For Quisha King, a mother of two school-aged daughters from Jacksonville, Florida, it was a question from her daughter’s teacher that compelled her three years ago to be vigilant about holding schools accountable for what they’re teaching.
During her daughter’s first week of eighth grade, a teacher asked her daughter what pronouns she preferred. A few weeks later her daughter recorded the same teacher asking her students to describe how they had been oppressed.
King took her concerns directly to the Florida Board of Education, where she delivered a two-minute speech calling Critical Race Theory (CRT) a racist ideology. The 2021 speech went viral. King has since spoken nationally for parental rights in schools and eradicating indoctrination from public education. But the national spotlight on King’s advocacy has also brought death threats her way.
“We don’t know the time or the hour when Christ is coming back,” King said. “Until He comes, I just feel compelled by the Holy Spirit to keep going.”
Kate Anderson, director of Alliance Defending Freedom’s Center for Parental Rights, said a Wisconsin judge’s ruling in October should be a precedent for future court rulings. The Waukesha County Circuit Court ruled that the Kettle Moraine School District, west of Milwaukee, violated a mother and father’s constitutional rights by affirming their daughter’s desire to identify as a male despite the parents’ objections (see page 4).
“This first one being such a clear win for parents’ freedom to protect their kids is a good indicator of where courts should go and can go after this,” Anderson said.

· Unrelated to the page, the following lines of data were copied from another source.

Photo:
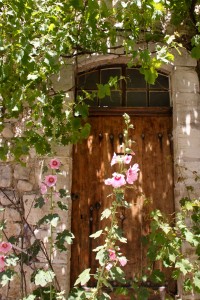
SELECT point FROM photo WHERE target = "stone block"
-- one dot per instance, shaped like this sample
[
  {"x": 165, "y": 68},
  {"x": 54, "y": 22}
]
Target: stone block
[
  {"x": 64, "y": 80},
  {"x": 62, "y": 151},
  {"x": 183, "y": 59},
  {"x": 5, "y": 176},
  {"x": 21, "y": 172},
  {"x": 185, "y": 80},
  {"x": 8, "y": 198},
  {"x": 24, "y": 186}
]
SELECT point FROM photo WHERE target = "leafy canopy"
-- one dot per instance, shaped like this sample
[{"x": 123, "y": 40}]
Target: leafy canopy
[{"x": 39, "y": 38}]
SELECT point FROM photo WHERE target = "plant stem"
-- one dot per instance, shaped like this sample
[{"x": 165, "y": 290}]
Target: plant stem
[{"x": 51, "y": 241}]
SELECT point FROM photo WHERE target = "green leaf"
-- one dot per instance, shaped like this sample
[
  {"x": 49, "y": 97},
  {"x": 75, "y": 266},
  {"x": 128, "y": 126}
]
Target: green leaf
[
  {"x": 7, "y": 276},
  {"x": 106, "y": 214},
  {"x": 51, "y": 219},
  {"x": 184, "y": 265},
  {"x": 157, "y": 276},
  {"x": 102, "y": 256},
  {"x": 63, "y": 193},
  {"x": 64, "y": 237},
  {"x": 118, "y": 274},
  {"x": 83, "y": 278},
  {"x": 62, "y": 205},
  {"x": 12, "y": 260},
  {"x": 39, "y": 202},
  {"x": 104, "y": 296},
  {"x": 42, "y": 277},
  {"x": 96, "y": 234},
  {"x": 30, "y": 297}
]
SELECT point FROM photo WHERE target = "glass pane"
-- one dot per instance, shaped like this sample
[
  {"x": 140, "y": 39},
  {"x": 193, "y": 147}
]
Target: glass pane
[
  {"x": 134, "y": 79},
  {"x": 162, "y": 82},
  {"x": 115, "y": 99},
  {"x": 90, "y": 102},
  {"x": 107, "y": 73},
  {"x": 159, "y": 99},
  {"x": 88, "y": 81},
  {"x": 136, "y": 99}
]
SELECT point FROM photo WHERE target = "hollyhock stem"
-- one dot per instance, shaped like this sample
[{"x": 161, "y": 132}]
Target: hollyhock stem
[
  {"x": 51, "y": 240},
  {"x": 109, "y": 244}
]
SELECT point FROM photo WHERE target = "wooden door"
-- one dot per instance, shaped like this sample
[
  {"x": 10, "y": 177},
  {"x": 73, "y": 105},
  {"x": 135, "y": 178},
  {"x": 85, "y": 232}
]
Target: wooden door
[{"x": 154, "y": 188}]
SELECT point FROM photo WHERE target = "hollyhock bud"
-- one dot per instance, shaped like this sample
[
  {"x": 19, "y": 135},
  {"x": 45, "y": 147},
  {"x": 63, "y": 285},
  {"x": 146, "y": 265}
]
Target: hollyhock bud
[
  {"x": 116, "y": 181},
  {"x": 2, "y": 263},
  {"x": 43, "y": 188},
  {"x": 108, "y": 266},
  {"x": 132, "y": 174},
  {"x": 122, "y": 261},
  {"x": 112, "y": 254},
  {"x": 5, "y": 247},
  {"x": 50, "y": 180},
  {"x": 127, "y": 159},
  {"x": 54, "y": 163}
]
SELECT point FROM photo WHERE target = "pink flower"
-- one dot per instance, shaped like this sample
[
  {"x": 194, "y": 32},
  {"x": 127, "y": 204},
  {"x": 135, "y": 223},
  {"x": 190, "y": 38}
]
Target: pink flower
[
  {"x": 50, "y": 180},
  {"x": 127, "y": 159},
  {"x": 116, "y": 181},
  {"x": 43, "y": 188},
  {"x": 122, "y": 261},
  {"x": 114, "y": 159},
  {"x": 112, "y": 254},
  {"x": 108, "y": 266},
  {"x": 108, "y": 181},
  {"x": 5, "y": 247},
  {"x": 132, "y": 174},
  {"x": 54, "y": 163},
  {"x": 2, "y": 263}
]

Meg Kilgannon, senior fellow for Education Studies at Family Research Council (FRC), said that with 14,000 local school boards and at least 80% of America’s children enrolled in public schools, there is a vital need for Christian influence in education policy. FRC’s legislative affiliate, FRC Action, has trained about 2,500 people through it’s School Board Boot Camp online for that reason.
“To whom much is given, much is required,” Kilgannon said. “We need to engage the public education system for the sake of the children trapped there and the country they will grow up to lead. We must ensure they are educated in a way that makes it easier for them to encounter Christ, not harder.” ©2023 BGEA
Above: Sonja Shaw, president of Chino Valley Unified School District, is applauded at a news conference at the California state Capitol in August 2023.